Il dolore per questo tradimento è profondo. È lo stesso dolore che ci portiamo dietro da anni. Siamo venuti in Italia in cerca di protezione e siamo grati per la sicurezza che abbiamo trovato. Ma la nostra dignità, rubata in Libia, è stata rubata di nuovo qui. L'Italia era un Paese in cui credevamo, un Paese che parlava di giustizia e di diritti umani. Ma la giustizia non ci è stata data. Al contrario, abbiamo assistito alla liberazione dell'uomo che ci ha torturato.
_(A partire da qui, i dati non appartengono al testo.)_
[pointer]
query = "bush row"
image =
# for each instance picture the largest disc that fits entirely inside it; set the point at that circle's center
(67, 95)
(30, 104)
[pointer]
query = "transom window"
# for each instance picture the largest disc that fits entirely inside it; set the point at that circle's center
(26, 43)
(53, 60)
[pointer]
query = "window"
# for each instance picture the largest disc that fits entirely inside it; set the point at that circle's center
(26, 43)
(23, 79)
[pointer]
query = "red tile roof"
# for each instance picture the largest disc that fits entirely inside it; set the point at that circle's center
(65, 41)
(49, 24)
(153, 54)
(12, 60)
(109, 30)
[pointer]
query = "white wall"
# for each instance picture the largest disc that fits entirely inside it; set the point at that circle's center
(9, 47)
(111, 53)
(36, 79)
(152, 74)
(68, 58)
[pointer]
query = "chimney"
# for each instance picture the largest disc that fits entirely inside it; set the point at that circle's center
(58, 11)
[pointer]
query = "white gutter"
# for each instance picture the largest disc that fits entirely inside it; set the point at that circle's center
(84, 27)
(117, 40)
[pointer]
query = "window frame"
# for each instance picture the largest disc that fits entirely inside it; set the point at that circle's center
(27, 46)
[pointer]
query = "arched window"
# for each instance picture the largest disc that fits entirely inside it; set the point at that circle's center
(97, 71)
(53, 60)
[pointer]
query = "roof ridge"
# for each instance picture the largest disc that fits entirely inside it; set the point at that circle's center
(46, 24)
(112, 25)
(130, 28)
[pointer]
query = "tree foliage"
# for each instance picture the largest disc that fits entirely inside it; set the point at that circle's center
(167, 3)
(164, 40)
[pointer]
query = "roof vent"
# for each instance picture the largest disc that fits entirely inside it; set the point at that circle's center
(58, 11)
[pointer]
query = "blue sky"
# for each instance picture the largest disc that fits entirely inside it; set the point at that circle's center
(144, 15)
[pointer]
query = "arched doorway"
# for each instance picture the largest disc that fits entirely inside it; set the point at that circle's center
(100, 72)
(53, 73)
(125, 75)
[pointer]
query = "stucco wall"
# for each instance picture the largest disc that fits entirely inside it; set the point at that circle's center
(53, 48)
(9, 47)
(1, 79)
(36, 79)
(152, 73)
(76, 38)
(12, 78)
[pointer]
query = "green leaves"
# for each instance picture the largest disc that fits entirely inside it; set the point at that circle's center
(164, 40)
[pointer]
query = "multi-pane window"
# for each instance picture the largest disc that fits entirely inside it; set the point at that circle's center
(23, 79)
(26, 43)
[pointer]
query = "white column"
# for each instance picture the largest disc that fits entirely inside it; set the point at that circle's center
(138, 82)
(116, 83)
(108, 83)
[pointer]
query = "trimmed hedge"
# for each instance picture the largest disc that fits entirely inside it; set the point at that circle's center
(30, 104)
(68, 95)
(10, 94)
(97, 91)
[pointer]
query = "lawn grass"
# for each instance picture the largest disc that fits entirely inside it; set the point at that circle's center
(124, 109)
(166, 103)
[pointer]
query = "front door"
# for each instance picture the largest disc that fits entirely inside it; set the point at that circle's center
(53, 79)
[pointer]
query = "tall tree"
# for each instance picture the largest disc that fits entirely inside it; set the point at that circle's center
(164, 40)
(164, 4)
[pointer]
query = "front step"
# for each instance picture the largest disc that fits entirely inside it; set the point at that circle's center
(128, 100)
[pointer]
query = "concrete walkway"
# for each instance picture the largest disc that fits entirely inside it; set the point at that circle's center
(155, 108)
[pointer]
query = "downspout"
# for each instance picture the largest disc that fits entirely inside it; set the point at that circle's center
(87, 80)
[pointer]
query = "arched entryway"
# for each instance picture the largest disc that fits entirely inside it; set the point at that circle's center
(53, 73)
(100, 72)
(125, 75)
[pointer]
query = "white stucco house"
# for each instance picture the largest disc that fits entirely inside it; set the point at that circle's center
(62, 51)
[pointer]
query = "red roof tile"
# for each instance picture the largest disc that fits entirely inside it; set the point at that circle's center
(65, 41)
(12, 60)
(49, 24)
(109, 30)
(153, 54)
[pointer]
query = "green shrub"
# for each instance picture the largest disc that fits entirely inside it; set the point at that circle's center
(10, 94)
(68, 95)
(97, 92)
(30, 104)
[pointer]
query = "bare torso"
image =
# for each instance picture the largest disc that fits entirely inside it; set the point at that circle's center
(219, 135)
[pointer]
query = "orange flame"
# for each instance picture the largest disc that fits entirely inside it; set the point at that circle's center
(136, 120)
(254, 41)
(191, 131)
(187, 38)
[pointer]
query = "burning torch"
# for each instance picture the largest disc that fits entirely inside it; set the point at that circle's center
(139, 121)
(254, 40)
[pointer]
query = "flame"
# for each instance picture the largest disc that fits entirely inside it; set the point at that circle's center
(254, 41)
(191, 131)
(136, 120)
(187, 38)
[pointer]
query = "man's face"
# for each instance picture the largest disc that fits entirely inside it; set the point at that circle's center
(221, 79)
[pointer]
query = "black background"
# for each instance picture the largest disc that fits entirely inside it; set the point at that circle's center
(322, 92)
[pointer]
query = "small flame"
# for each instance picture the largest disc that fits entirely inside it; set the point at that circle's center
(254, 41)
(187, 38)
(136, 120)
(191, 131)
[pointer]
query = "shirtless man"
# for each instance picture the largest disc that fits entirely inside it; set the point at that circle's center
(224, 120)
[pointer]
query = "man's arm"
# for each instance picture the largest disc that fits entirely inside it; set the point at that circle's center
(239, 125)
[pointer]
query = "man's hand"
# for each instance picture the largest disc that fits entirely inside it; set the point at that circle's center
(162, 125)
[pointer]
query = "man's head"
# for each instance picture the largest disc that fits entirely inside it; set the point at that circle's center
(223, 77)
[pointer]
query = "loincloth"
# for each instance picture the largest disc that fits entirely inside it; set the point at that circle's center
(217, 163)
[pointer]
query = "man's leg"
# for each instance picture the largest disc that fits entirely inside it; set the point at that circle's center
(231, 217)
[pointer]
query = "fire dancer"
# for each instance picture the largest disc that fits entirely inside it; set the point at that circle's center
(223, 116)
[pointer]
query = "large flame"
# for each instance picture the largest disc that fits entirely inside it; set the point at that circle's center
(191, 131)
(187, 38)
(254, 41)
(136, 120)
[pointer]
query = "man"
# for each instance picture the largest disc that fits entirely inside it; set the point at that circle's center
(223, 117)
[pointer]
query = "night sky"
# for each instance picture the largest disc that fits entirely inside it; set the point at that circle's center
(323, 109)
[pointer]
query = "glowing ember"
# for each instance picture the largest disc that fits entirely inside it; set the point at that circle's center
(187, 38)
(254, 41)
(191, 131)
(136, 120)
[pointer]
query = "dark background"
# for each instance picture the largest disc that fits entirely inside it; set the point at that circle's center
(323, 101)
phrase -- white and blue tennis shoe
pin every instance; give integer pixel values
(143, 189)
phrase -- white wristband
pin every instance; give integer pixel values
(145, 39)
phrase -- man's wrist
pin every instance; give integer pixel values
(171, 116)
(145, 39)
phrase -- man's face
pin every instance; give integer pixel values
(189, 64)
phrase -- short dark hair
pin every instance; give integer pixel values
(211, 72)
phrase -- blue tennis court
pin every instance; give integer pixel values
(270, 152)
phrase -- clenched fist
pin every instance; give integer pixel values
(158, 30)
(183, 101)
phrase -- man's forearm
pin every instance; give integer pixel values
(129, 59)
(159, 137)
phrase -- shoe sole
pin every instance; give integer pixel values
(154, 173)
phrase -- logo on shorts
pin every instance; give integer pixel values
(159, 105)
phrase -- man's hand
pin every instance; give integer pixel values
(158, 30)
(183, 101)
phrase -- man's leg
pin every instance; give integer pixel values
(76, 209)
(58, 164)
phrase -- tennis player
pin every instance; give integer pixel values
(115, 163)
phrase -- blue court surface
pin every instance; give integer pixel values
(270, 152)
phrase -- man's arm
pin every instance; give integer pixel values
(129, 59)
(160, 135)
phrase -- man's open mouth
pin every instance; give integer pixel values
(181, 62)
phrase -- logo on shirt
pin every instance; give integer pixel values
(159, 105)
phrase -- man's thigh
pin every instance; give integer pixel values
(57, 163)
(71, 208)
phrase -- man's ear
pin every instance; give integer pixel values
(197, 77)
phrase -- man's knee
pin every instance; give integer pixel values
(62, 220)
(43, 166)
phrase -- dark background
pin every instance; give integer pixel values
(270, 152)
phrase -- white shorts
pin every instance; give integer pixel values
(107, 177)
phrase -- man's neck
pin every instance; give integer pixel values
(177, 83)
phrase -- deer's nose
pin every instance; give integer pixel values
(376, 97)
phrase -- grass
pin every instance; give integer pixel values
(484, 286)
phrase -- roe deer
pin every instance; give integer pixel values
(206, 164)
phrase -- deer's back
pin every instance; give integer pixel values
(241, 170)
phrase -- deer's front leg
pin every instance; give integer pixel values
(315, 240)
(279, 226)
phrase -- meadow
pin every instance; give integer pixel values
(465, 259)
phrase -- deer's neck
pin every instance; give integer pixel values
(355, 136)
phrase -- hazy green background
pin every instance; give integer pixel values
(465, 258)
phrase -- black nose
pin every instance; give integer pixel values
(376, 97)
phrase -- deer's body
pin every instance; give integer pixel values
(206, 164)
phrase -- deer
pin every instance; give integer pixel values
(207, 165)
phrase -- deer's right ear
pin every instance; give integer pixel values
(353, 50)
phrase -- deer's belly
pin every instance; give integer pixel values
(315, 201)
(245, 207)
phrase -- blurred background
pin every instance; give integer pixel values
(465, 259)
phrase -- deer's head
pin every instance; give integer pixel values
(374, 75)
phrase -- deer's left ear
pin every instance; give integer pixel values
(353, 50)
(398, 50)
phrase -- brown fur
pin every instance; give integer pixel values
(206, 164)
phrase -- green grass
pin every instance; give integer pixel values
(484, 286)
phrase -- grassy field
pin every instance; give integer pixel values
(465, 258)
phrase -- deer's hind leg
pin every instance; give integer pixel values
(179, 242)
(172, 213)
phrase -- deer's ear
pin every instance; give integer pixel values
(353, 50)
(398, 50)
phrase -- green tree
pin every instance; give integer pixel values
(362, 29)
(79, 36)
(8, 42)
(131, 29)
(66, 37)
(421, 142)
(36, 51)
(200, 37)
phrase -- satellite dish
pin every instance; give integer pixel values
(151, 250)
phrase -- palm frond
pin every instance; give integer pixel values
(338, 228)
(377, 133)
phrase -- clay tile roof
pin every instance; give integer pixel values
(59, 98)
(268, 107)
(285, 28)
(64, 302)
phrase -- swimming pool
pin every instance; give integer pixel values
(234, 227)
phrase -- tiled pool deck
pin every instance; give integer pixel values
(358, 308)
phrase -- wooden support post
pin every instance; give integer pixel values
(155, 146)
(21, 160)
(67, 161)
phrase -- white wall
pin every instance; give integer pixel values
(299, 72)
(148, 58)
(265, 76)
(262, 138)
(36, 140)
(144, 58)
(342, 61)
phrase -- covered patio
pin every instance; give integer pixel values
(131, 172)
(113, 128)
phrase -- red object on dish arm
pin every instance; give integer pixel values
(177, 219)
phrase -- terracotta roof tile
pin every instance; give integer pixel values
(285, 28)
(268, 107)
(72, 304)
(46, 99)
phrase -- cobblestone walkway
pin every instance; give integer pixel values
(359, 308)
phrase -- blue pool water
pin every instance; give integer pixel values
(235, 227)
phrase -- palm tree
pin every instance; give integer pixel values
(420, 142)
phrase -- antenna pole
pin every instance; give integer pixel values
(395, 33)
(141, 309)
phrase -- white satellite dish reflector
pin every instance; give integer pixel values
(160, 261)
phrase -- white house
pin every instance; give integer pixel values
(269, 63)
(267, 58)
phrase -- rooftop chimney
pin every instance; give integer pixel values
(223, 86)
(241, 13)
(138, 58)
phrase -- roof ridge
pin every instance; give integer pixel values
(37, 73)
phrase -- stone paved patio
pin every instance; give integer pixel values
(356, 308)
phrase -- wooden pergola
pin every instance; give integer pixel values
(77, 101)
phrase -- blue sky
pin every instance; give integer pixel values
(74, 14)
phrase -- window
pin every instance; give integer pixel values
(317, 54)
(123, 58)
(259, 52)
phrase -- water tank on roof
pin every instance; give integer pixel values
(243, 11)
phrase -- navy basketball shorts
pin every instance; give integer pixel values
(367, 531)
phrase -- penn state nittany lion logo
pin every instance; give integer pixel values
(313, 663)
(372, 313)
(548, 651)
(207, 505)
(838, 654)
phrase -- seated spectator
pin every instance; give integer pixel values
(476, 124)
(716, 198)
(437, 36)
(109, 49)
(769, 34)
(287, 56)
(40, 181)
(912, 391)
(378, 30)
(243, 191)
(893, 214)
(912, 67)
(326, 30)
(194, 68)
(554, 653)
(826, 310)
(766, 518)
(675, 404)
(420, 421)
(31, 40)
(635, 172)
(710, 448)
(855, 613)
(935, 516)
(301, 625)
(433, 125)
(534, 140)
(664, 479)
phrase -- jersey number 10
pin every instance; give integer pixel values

E mentre scriviamo questa lettera, altri stanno ancora soffrendo sotto lo stesso sistema che ci ha brutalizzato. Oggi i migranti in Libia vivono in condizioni peggiori delle prigioni. Vengono torturati per ottenere un riscatto, venduti come proprietà, violentati, affamati e lasciati morire. Quelli che si trovano ancora nella prigione di Mitiga, dove Almasri ha costruito il suo impero di crudeltà, non conoscono altro che il dolore. La stessa Libia con cui lavorate, finanziate e a cui stringete la mano è diventata una terra di sofferenza infinita per chi non ha potere.
Ora sappiamo che l'Italia non ha solo le dita in Libia, ma ha le mani intere sepolte nei suoi affari e può dire chi è libero o meno. Non siete solo testimoni di ciò che accade in quel Paese, ma contribuite a plasmarlo. Non si può affermare di combattere il traffico di esseri umani mentre si fanno accordi con chi ne trae profitto. Non potete definire Almasri “pericoloso” mentre lo proteggete dalla giustizia. Non potete definirvi difensori dei diritti umani mentre lasciate le persone a marcire nelle prigioni libiche.
Pertanto, Vi chiediamo:
1.La cessazione immediata di tutti gli accordi tra Italia e Libia che consentono abusi nei confronti dei migranti.
2.Un impegno pubblico per chiedere il rilascio di tutti coloro che sono ancora imprigionati a Mitiga e in altri centri di detenzione in Libia.
3.Una spiegazione ufficiale del perché Almasri, che il vostro stesso Governo ha definito pericoloso, sia stato rilasciato invece di essere consegnato alla Corte penale internazionale.
4.Un percorso legale per i migranti intrappolati nei centri di detenzione libici, compresa la riapertura dell'Ambasciata Italiana a Tripoli per l'ottenimento di visti umanitari.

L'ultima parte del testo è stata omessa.